Puis il y avait encore le désir de regarder, qui sait ? même d’admirer, avec l’effroi qu’inspirent les monstres, cet homme extraordinaire qui par un crime avait infusé son sang le plus vil dans le sang aristocratique de France ; cet homme qui semblait avoir fait faire la révolution pour qu’on lui ouvrît la Bastille, dans laquelle, sans cette révolution, il eût éternellement appris à oublier qu’un homme de roture ne doit pas se souvenir. Par cette conséquence entraînante de ses idées, la reine revenait aux douleurs politiques, et voyait s’accumuler sur une seule et même tête la responsabilité de tout ce qu’elle avait souffert. Ainsi, l’auteur de la rébellion populaire qui venait d’ébranler l’autorité royale en renversant la Bastille, c’était Gilbert, lui, Gilbert, dont les principes avaient mis, au besoin, les armes aux mains des Billot, des Maillard, des Élie, des Hullin.

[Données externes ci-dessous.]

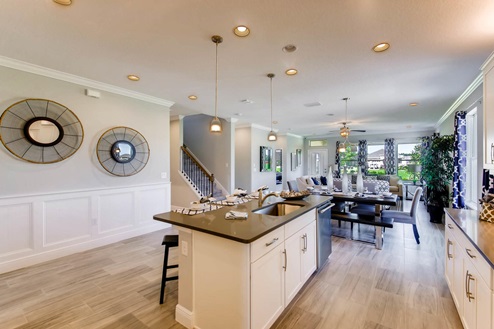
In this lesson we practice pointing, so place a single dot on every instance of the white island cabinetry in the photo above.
(488, 73)
(278, 275)
(469, 277)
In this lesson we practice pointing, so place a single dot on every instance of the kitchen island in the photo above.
(243, 273)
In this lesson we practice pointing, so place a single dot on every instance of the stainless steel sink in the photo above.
(278, 209)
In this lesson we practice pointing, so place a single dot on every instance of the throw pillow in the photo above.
(383, 177)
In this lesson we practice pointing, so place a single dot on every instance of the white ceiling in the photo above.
(437, 48)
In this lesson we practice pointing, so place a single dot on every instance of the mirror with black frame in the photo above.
(266, 159)
(43, 131)
(123, 151)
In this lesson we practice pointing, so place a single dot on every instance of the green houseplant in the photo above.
(437, 173)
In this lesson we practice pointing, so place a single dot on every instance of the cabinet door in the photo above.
(489, 116)
(309, 254)
(293, 280)
(476, 302)
(267, 288)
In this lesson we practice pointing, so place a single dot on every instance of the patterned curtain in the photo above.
(362, 156)
(389, 156)
(460, 160)
(487, 183)
(337, 160)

Gilbert était donc à la fois une créature venimeuse et terrible ; venimeuse, car il avait perdu Andrée comme amant ; terrible, car il venait d’aider à renverser la Bastille comme ennemi. Il fallait donc le connaître pour l’éviter, ou, mieux encore, le connaître pour s’en servir.

Il fallait à tout prix entretenir cet homme, le voir de près, le juger par soi-même.

La nuit était aux deux tiers passée, trois heures sonnaient, l’aube blanchissait les cimes des arbres du parc de Versailles et le sommet des statues.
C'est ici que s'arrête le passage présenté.